If we have a presumed causal model of the linear form:

$Y = \alpha X + N_y$

where $N_y$ is i.i.d. noise in $Y$ , and $X$ and $N_y$ are both independent and non-Gaussian, then we cannot find

$X = \beta Y + N_x$

where $N_x$ is i.i.d. noise in $X$ that also satisfies the independence constraints.

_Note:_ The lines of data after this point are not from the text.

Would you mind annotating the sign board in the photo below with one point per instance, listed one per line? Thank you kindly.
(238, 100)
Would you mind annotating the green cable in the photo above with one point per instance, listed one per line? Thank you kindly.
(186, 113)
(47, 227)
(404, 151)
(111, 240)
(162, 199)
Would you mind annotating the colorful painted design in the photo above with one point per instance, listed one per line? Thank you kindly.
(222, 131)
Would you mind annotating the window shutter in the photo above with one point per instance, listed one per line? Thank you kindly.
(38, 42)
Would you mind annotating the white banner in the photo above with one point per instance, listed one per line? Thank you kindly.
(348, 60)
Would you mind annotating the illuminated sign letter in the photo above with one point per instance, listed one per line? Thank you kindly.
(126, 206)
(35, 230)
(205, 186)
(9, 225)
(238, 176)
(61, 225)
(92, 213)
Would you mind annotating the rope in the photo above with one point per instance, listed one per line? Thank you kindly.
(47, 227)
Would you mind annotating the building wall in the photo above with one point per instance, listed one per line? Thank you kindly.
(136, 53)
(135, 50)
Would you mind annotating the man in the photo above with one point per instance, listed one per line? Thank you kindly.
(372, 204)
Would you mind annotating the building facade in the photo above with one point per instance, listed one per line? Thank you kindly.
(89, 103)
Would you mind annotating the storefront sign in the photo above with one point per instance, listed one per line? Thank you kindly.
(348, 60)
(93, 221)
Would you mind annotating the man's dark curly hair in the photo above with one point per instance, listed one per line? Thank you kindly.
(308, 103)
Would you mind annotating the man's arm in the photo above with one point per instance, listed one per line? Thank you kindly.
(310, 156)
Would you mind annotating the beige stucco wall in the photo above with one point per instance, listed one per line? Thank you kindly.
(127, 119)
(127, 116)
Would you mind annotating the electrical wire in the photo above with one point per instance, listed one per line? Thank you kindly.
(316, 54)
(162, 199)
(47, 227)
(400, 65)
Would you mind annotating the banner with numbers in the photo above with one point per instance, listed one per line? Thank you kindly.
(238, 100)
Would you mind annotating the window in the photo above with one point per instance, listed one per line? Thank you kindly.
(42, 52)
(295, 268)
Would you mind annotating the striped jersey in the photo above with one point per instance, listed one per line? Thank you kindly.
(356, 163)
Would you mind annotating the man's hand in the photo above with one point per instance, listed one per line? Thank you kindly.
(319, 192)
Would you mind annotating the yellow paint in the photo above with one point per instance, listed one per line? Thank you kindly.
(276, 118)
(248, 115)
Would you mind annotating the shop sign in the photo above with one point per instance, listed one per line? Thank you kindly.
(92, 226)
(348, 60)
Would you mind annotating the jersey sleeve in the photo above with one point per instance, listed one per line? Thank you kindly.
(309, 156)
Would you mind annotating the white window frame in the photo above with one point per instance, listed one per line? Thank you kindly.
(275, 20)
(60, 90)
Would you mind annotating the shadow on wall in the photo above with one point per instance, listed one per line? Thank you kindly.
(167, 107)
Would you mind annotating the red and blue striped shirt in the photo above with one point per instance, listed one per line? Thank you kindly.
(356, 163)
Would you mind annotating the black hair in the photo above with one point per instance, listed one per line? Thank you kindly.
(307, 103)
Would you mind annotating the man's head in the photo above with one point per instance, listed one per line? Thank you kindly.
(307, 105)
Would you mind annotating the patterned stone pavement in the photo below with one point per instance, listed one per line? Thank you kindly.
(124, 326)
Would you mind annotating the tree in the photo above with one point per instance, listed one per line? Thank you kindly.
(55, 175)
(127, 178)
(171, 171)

In simpler words, if we assume that the distributions of $X$ and $N_y$ are non-Gaussian, then we will know that the causal model goes from $X \rightarrow Y$ and not $Y \rightarrow X$ .

Let's simulate this.

import numpy as np
import matplotlib.pyplot as plt

%load_ext autoreload
%autoreload 2
%matplotlib inline
%config InlineBackend.figure_format = 'retina'

Firstly, we will generate non-Gaussian Xs and Ys.

X_ng = np.random.uniform(-1, 1, size=1000)
alpha = 2
N_y_ng = np.random.uniform(-0.4, 0.4, size=1000)
y_ng = alpha * X_ng + N_y_ng

Now, let's plot Y against X.

plt.scatter(X_ng, y_ng)
plt.ylabel("Y")
plt.xlabel("X")
plt.show()

Now, let's also simulate the case where $X$ and $N_y$ are Gaussian-distributed and independent.

X_g = np.random.normal(0, 0.5, size=1000)
alpha_g = 2
N_y_g = np.random.normal(0, 1, size=1000)
y_g = alpha_g * X_g + N_y_g

plt.scatter(X_g, y_g)
plt.xlabel("X")
plt.ylabel("Y")
plt.show()

We will now fit X as a function of Y, and do a residual analysis to see whether our residuals (i.e. noise) are independent of the input (in this case Y). Remember, we are looking to check that the inverse condition holds.

from sklearn.linear_model import LinearRegression
lm = LinearRegression()

Firstly, we X as function of Y and obtain a coefficient.

lm.fit(y_g.reshape(-1, 1), X_g)
coeff_g = lm.coef_

We then do the same for the non-Gaussian case.

lm.fit(y_ng.reshape(-1, 1), X_ng)
coeff_ng = lm.coef_

Great! Now that we have the coefficients out, let's move on to the analysis of residuals. We will be checking that the residuals ( $X - \beta Y$ ) should be independent of $Y$ .

First off, the Gaussian case.

residuals_g = X_g - coeff_g * y_g
plt.scatter(y_g, residuals_g)
plt.xlabel("Y")
plt.ylabel("residual")
plt.title("Gaussian")
plt.show()

We see that there is no trend in the residuals.

Now, the non-gaussian case.

residuals_ng = X_ng - coeff_ng  * y_ng
plt.scatter(y_ng, residuals_ng)
plt.xlabel("Y")
plt.ylabel("residuals")
plt.title("non-Gaussian")
plt.show()

We see that there is a clear trend - residual depends on the value of y in the non-Gaussian case, whereas it does not in the Gaussian case.

This empirical simulation illustrates how we cannot recover an inverse model where the noise in X ( $N_x$ ) is independent of the value of $Y$ . Hence, we have an identifiable model under non-Gaussian assumptions.